Hicieron lo mismo hasta que pasaron unos sesenta chicos. Silvia seleccionó a cinco, y con una expresión medianamente satisfecha, declaró:
—Muy bien, vengan. Si me consienten y me hacen feliz esta noche, no les faltarán buenas recompensas.
Los cinco chicos se aglomeraron a su alrededor al instante; uno le masajeaba los hombros, otro las piernas, y otros más le daban a probar alcohol y fruta en la boca. Uno incluso le tomó la mano a Silvia y le susurró:
—¿Quieres tocarme los abdominales?
Silvia estaba gozando como nunca; de aquella chica frustrada ya no quedaba ni el rastro.

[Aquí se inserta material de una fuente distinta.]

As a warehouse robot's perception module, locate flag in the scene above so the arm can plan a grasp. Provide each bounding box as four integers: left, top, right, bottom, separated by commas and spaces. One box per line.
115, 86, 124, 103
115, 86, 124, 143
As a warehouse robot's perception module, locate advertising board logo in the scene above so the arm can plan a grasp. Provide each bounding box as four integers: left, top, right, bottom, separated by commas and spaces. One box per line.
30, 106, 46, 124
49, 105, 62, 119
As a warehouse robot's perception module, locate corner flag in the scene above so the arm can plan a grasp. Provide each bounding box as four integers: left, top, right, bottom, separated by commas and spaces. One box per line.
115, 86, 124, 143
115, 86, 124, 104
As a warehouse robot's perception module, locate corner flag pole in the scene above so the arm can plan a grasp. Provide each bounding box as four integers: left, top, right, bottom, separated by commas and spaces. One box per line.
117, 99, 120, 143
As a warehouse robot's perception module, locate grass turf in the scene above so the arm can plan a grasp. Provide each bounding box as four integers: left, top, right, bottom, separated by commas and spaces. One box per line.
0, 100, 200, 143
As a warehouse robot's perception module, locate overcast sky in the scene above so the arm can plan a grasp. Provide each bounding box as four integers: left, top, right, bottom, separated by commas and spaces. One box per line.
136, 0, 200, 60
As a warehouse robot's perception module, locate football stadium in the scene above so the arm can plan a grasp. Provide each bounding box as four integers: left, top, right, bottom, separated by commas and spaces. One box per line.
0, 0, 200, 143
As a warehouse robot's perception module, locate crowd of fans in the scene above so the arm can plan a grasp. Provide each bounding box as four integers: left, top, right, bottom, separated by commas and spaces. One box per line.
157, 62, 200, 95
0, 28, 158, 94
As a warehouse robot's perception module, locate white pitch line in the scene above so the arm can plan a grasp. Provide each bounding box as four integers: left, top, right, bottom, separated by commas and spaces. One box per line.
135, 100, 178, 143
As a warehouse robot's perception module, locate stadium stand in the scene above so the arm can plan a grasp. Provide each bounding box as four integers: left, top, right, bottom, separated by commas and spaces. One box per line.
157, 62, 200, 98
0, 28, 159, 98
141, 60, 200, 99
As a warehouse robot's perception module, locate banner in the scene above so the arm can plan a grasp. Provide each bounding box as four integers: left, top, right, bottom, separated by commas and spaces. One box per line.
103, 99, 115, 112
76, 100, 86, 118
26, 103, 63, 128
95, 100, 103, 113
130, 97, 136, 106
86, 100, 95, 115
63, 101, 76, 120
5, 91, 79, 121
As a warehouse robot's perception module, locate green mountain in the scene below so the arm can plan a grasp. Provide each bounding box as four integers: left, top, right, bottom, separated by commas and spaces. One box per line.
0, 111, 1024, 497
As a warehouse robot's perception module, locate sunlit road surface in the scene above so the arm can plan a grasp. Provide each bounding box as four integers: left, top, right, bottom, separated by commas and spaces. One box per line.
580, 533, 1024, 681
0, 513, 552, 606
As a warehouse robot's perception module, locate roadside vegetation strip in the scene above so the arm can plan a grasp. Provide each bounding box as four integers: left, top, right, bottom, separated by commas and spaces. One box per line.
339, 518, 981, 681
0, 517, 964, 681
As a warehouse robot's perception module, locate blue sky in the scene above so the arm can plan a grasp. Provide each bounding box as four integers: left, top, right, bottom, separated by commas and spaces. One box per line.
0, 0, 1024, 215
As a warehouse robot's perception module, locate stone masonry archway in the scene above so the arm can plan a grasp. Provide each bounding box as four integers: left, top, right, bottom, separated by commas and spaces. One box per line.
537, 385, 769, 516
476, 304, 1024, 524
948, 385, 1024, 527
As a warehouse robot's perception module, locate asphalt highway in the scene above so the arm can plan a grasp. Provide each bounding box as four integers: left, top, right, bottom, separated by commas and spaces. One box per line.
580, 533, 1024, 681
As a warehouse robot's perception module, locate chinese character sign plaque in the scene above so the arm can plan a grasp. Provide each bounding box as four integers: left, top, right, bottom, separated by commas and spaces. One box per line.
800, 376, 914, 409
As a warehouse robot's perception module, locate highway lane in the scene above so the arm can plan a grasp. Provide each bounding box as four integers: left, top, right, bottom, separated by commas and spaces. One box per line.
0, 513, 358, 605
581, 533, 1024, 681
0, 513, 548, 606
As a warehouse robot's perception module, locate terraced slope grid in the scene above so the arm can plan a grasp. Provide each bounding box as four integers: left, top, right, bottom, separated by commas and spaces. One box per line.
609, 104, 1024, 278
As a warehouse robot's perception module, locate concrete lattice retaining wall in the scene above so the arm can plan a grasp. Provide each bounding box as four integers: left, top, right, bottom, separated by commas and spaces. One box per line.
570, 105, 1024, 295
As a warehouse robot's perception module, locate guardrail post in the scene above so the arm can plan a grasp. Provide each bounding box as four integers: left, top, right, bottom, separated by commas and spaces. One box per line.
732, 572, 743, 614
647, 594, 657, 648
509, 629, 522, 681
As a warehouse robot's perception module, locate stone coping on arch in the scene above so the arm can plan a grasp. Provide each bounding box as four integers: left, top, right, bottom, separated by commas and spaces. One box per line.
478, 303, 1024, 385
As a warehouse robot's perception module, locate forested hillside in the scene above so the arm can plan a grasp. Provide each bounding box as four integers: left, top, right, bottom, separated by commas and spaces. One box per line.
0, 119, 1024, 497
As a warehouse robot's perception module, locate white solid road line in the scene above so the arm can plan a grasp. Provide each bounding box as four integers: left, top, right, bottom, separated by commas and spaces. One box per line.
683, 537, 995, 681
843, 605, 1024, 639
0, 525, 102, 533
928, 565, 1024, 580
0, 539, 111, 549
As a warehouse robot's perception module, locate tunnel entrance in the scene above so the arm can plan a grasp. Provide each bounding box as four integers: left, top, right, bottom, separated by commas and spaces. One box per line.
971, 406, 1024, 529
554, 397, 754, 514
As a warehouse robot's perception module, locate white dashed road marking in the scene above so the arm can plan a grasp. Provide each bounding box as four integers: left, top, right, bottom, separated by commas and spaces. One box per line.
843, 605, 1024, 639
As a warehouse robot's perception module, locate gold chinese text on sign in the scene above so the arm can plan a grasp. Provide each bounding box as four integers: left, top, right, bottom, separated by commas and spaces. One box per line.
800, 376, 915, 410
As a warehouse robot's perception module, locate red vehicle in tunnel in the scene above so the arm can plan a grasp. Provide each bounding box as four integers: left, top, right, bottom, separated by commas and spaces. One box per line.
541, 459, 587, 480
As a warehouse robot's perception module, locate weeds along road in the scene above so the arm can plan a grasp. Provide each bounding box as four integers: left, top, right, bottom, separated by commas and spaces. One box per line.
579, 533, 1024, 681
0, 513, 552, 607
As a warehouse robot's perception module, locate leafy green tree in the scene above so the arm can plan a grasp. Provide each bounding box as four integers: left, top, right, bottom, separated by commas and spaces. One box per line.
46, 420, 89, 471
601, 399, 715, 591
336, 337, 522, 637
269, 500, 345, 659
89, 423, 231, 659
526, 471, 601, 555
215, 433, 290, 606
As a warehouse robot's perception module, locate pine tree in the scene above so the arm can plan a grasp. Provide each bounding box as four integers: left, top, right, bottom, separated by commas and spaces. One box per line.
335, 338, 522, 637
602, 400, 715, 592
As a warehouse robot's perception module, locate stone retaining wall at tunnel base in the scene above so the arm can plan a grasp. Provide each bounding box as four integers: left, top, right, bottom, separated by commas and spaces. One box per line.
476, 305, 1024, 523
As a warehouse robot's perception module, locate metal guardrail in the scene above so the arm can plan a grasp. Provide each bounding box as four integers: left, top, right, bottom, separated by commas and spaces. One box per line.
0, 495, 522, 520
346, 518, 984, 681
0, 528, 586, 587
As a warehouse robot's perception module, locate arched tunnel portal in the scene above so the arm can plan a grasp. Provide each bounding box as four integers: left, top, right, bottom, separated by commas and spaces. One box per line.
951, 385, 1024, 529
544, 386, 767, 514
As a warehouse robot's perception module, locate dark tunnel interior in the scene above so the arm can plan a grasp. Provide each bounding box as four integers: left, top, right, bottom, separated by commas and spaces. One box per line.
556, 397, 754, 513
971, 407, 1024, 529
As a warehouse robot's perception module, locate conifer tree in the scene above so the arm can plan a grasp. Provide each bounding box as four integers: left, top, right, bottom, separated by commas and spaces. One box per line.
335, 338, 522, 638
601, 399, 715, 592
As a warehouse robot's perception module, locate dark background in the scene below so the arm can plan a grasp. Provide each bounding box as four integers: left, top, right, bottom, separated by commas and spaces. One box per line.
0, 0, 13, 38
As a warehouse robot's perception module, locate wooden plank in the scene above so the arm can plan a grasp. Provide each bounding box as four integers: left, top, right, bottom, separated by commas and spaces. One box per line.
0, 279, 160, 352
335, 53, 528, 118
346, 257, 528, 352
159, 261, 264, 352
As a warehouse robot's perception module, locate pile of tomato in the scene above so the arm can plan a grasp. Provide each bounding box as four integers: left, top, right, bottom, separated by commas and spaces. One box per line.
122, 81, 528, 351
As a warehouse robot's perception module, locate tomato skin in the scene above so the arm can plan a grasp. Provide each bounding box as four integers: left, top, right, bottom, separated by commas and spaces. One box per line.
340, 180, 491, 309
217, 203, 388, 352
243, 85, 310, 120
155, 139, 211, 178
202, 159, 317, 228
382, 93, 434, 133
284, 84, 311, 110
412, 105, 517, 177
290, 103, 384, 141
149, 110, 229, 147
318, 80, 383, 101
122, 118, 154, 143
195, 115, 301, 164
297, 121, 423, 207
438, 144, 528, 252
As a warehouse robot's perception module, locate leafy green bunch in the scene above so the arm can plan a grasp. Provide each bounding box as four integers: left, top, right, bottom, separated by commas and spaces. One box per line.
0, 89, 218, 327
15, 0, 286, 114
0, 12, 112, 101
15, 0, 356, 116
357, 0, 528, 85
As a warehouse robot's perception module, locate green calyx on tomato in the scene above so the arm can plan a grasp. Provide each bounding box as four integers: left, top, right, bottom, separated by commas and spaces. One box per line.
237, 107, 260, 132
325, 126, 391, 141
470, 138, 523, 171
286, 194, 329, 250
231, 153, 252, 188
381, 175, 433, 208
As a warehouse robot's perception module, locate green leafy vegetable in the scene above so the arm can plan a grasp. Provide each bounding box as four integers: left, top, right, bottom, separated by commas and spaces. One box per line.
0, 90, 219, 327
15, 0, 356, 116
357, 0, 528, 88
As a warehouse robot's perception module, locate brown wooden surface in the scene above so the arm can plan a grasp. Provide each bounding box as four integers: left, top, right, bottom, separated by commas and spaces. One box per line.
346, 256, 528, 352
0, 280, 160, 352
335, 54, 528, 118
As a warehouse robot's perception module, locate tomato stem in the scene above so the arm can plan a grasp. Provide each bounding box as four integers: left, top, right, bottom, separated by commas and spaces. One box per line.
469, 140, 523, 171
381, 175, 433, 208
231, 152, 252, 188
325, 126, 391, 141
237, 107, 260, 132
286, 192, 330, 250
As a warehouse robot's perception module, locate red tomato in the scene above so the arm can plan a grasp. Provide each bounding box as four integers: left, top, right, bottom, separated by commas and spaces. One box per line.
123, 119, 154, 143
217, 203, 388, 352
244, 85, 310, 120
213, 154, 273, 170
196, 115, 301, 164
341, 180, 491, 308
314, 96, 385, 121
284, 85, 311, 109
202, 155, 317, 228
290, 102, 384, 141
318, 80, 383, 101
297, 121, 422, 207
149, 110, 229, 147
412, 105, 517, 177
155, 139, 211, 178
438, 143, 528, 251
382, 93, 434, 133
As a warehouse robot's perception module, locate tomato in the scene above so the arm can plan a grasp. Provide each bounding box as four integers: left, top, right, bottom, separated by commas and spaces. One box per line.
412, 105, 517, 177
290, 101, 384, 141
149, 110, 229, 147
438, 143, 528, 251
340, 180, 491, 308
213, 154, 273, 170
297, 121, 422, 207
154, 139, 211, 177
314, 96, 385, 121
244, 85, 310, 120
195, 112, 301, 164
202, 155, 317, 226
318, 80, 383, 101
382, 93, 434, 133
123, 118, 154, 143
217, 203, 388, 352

¿De verdad los hombres guapos tenían un efecto tan mágico?
Josefina observaba la escena desde un lado, sumida en sus pensamientos.
Su celular vibró. Lo sacó y vio un mensaje de Felipe.
[Señorita León, no se preocupe, estoy justo detrás de usted a la izquierda, diviértase con tranquilidad.]
Josefina esbozó una sonrisa y se sintió un poco menos tensa.
—Tú, ve a consentirla a ella —dijo Silvia, señalando a un chico con cara de niño malo y mirada atrevida—. Es una mujer millonaria, así que si la haces feliz, te dará lo que pidas.
El joven se acercó de inmediato a Josefina.